Home > Events > CLIP colloquium: Nathan Schneider (Georgetown)

CLIP colloquium: Nathan Schneider (Georgetown)

Time: 
Wednesday, September 21, 2016 - 11:00 AM to 12:00 PM
Location: 
3258 AV Williams Bldg

The Ins and Outs of Preposition Semantics: Challenges of Coverage and Cross-linguistic Adequacy

In most accounts of semantics, prepositions fly under the radar. I will argue that they should instead be put front and center given their crucial status as linkers of meaning—whether for spatial and temporal relations, for predicate-driven roles, or in special constructions. To that end, we have sought to characterize semantic functions expressed by prepositions in English, and similar markers in other languages. One central challenge is coverage: in order to comprehensively annotate prepositions in a corpus, we have found it necessary to develop and document a rich hierarchy of semantic functions (Srikumar & Roth 2013; Schneider et al. 2015, 2016). Another central challenge is cross-linguistic adequacy: we see that certain functions are expressed with adpositions in some languages but not others, and languages differ in how functions are grouped under each adposition (making them especially difficult for second language learners and machine translation systems). We have released an English corpus comprehensively annotated with preposition functions (http://tiny.cc/prepwiki), and are currently annotating parallel text in Korean, Hindi, and Hebrew to investigate cross-linguistic similarities and differences with respect to adposition/case semantics.

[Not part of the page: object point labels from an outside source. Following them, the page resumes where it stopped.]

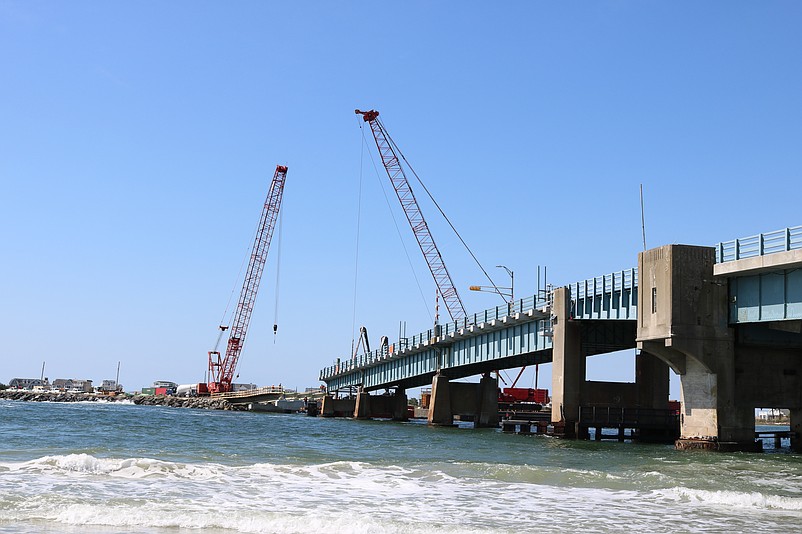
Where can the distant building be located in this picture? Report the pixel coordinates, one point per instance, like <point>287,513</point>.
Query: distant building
<point>110,385</point>
<point>28,383</point>
<point>73,385</point>
<point>62,384</point>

This is joint work with Vivek Srikumar, Jena Hwang, Archna Bhatia, Na-Rae Han, Meredith Green, Abhijit Suresh, Kathryn Conger, Tim O’Gorman, and Martha Palmer.

Bio

Nathan Schneider is an annotation schemer and computational modeler for natural language. As Assistant Professor of Linguistics and Computer Science at Georgetown University, he looks for synergies between practical language technologies and the scientific study of language. He specializes in broad-coverage semantic analysis: designing linguistic meaning representations, annotating them in corpora, and automating them with statistical natural language processing techniques. A central focus in this research is the nexus between grammar and lexicon as manifested in multiword expressions and adpositions/case markers. He has inhabited UC Berkeley (BA in Computer Science and Linguistics), Carnegie Mellon University (Ph.D. in Language Technologies), and the University of Edinburgh (postdoc). Now a Hoya, he continues to play with data and algorithms for linguistic meaning.